Most leaders prefer that each and every tactic, campaign, or channel make money. But that isn’t always the best thinking. If your goal is to maximize revenue, it can be a smart investment tactic to purposefully go into the red and lose money. By carefully pushing the limits, you’ll gain more supporters than you would have. If you know the LTV of those people, you know what their long-term worth is, and it’s often worth losing money to gain that future revenue. Doing this consistently over the years will compound your revenue growth.

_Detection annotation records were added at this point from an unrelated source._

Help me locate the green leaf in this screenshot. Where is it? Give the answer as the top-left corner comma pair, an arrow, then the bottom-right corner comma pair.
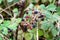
14,0 -> 19,3
51,28 -> 58,36
41,0 -> 48,3
51,13 -> 59,22
44,11 -> 52,19
40,4 -> 46,10
3,20 -> 10,27
0,0 -> 3,4
16,18 -> 22,23
8,23 -> 18,30
28,3 -> 34,9
0,19 -> 3,24
48,0 -> 52,3
57,6 -> 60,16
46,4 -> 56,11
24,33 -> 31,40
2,27 -> 8,35
7,0 -> 13,3
0,25 -> 3,30
44,33 -> 49,39
38,30 -> 44,36
0,36 -> 3,40
41,21 -> 50,30
13,8 -> 19,16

For example, spending $125 to acquire a new supporter that only brings in $85 the first year means a net loss of $40 (an ROI of $0.68). However, if you know that this group’s lifetime value is a net $252 over 5 years, including the initial $125, it’s clearly an investment worth making. By knowing the lifetime value of your supporters, combined with their annual ROI, you can much more easily make the case to your leadership for more acquisition investment. That’s rarely wasted money.

What’s the true impact?
When you measure ROI you are measuring direct results, those people who directly responded to your appeal, campaign, or channel. Yet that isn’t the full story, especially as more people channel hop. You send out a mailing, and they make a gift on your website, for example. You generally can’t track this, so you don’t really know the full impact of your investment. One way to get a clearer picture is by doing a Matchback Analysis. If you have an original group of people you’re soliciting, you can match back all the eventual transactions after a set time period and see who responded.

At our zoo, we match back the list of new members who joined during our summer season to the original lists of people who received our spring new member campaigns. This eye-widening stat gives us a much fuller perspective of what impact the campaigns had. Now, it would be misleading to attribute every new join to those original campaigns, but then again direct results are not fully accurate either. Both metrics give you a couple of guideposts to help you understand how your investment truly paid off.

After all, just because only 2% of your mailing produced results doesn’t mean the other 98% was wasted. Many of those letters make a brand impression that can lead to a gift or join later on. Knowing the direct ROI and the matchback ROI helps you make better decisions about your (or a case for) investment.

A caveat
ROI can be misleading when it comes to budgeting. Obviously, some channels are going to have amazing ROI compared to others. Email tends to have a very low cost, yielding a misleadingly high ROI, for example. You might not want to budget based on just that figure. You also have to look at whether you have enough people to solicit by that channel and a high enough return to reach your goals. Otherwise, you may need to continue to invest in other channels. This is one reason why direct mail continues to be the mainstay moneymaker at most nonprofits.

It’s also worth considering lifetime value as well. Some channels perform better than others over the long term and are worth more investment. In our LTV analysis, we found that gate sales—which are 60% of our overall sales—have by far the lowest LTV. This makes sense, since many of those transactions are spontaneous and those members are less committed. They renew at lower rates and spend less over time.

Mail and web sales, by contrast, have much higher LTV. There is a higher barrier to joining, weeding out the less committed, and you end up with higher loyalty. So despite the high cost of direct mail, over the long term those members boost our renewal rate and bring in far more revenue and mission engagement member-per-member.

The big picture
ROI isn’t the be-all end-all metric, but it is a handy and easy way to look at the effectiveness of segments, campaigns, and channels. It’s a good way to know where to invest your money, and how much to invest. Especially when combined with lifetime value, ROI is a solid tool to help make decisions to maximize revenue.